Berdasarkan keterangan Biro Sekretariat Presiden, Prabowo lepas landas dari Pangkalan TNI AU Halim Perdanakusuma, Jakarta, didampingi Menteri Energi dan Sumber Daya Mineral Bahlil Lahadalia serta Sekretaris Kabinet Teddy Indra Wijaya.
Keberangkatan Prabowo dilepas Wakil Presiden Gibran Rakabuming Raka bersama sejumlah pejabat tinggi negara, antara lain Menteri Sekretaris Negara Prasetyo Hadi, Kepala Kepolisian RI Jenderal Listyo Sigit Prabowo, Panglima TNI Jenderal Agus Subiyanto, dan Kepala Badan Intelijen Negara Herindra.
Agenda utama kunjungan ini adalah pertemuan bilateral dengan Trump untuk membahas penguatan kerja sama strategis di berbagai sektor, termasuk energi, investasi, dan perdagangan.
Pemerintah Indonesia juga dikabarkan tengah mematangkan rencana penandatanganan pakta perdagangan timbal balik atau agreement on reciprocal trade (ART).
Sehari sebelum keberangkatan, Prabowo memanggil sejumlah menteri dalam rapat terbatas di Hambalang.
Hadir dalam rapat tersebut Menteri Koordinator Perekonomian Airlangga Hartarto, Menteri Keuangan Purbaya Yudhi Sadewa, Menteri Investasi dan Hilirisasi Rosan Roeslani, serta Menteri Sekretaris Negara Prasetyo Hadi.
Sekretaris Kabinet Teddy Indra Wijaya menyatakan rapat itu bertujuan memastikan posisi Indonesia dalam perundingan ekonomi dengan Amerika Serikat tetap berpihak pada kepentingan nasional.
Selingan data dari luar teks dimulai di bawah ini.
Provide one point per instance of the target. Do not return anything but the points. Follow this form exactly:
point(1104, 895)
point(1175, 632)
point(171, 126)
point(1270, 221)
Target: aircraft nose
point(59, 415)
"Presiden menginginkan agar perundingan tidak bersifat transaksional jangka pendek, melainkan memperkuat struktur ekonomi nasional," ujar Teddy melalui keterangan tertulis.
Menurut Teddy, Prabowo menekankan pentingnya peningkatan produktivitas industri dalam negeri dan penguatan rantai pasok global sebagai bagian dari strategi diplomasi ekonomi Indonesia.
Selain agenda bilateral, Prabowo juga dijadwalkan menghadiri rapat perdana Dewan Perdamaian atau Board of Peace yang dibentuk Trump pada 19 Februari mendatang.